I have a data table with two columns named based on variables. I'm a touch new to the quirks of the data.tables package, but I've gotten something like the following code to work so far...
varNames <- c("Subtype", ...)
for (i in length(varNames)) {
nm1 <- (paste0(varNames[i],"1"))
nm2 <- (paste0(varNames[i],"2"))
DT[,(nm1):= x1]
DT[,(nm2):= x2]
#A BUNCH OF OTHER CODE GOES HERE...
}
I want to single out the rows where columns named nm1 and columns named nm2 match, but I know I can't just do this...
nmMatch <- (paste0(varNames[i],"Match"))
DT[, (nmMatch) := F ]
DT[(nm1)==(nm2), (nmMatch) := T] #Returns empty data table :^(
I think this is either because there are no columns actually named "nm1" or "nm2" or because the variable named nm1 does not equal the variable named nm2.
If I didn't need to assign these based on a vector of character values, I would write this to get what I'm looking for...
DT[, "SubtypeMatch" := F]
DT[(Subtype1) == (Subtype2), SubtypeMatch := T]

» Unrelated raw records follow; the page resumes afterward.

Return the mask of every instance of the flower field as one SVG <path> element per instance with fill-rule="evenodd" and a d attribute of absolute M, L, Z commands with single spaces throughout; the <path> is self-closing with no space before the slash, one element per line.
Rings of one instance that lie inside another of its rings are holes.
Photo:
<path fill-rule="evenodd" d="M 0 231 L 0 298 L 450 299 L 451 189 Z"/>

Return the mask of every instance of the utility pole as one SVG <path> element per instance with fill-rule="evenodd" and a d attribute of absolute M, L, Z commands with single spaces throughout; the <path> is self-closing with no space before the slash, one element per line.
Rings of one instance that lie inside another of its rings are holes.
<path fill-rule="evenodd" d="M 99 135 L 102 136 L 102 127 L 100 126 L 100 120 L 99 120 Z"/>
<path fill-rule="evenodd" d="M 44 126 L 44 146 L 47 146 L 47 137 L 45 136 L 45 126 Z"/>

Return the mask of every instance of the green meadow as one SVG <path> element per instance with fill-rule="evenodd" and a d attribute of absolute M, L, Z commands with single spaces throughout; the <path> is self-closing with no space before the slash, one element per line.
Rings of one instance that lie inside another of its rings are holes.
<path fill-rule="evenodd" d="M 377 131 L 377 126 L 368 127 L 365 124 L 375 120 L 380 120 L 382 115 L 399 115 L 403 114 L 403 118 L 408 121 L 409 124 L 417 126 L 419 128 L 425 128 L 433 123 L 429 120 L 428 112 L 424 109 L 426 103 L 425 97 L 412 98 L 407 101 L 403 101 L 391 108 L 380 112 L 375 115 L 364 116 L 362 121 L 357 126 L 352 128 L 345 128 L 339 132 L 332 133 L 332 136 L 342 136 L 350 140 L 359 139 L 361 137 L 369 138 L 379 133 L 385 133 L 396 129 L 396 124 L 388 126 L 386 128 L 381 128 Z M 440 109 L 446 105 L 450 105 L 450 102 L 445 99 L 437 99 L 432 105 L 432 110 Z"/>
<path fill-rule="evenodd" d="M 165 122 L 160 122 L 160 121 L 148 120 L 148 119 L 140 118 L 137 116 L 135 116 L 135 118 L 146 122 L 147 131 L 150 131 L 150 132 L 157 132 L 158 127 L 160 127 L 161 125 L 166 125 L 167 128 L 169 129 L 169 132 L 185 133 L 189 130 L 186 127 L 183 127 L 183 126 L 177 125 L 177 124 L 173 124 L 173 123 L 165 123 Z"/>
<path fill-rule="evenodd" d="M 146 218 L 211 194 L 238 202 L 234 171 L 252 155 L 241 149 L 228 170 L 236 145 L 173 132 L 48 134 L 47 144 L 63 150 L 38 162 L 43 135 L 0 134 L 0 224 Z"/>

How do I get a subset of rows based on column values if I need to reference those column names through variables? Is there a way to do that for data tables? These end up being huge structures (> 1000000 rows), so any work arounds using sapply() end up being prohibitively slow.
I recognize that there may be ways that I could fundamentally restructure my code so that I never really need to do this, and I'm happy to hear those, but I'm also interested in any "Proper" way to accomplish this subsetting task with data.tables.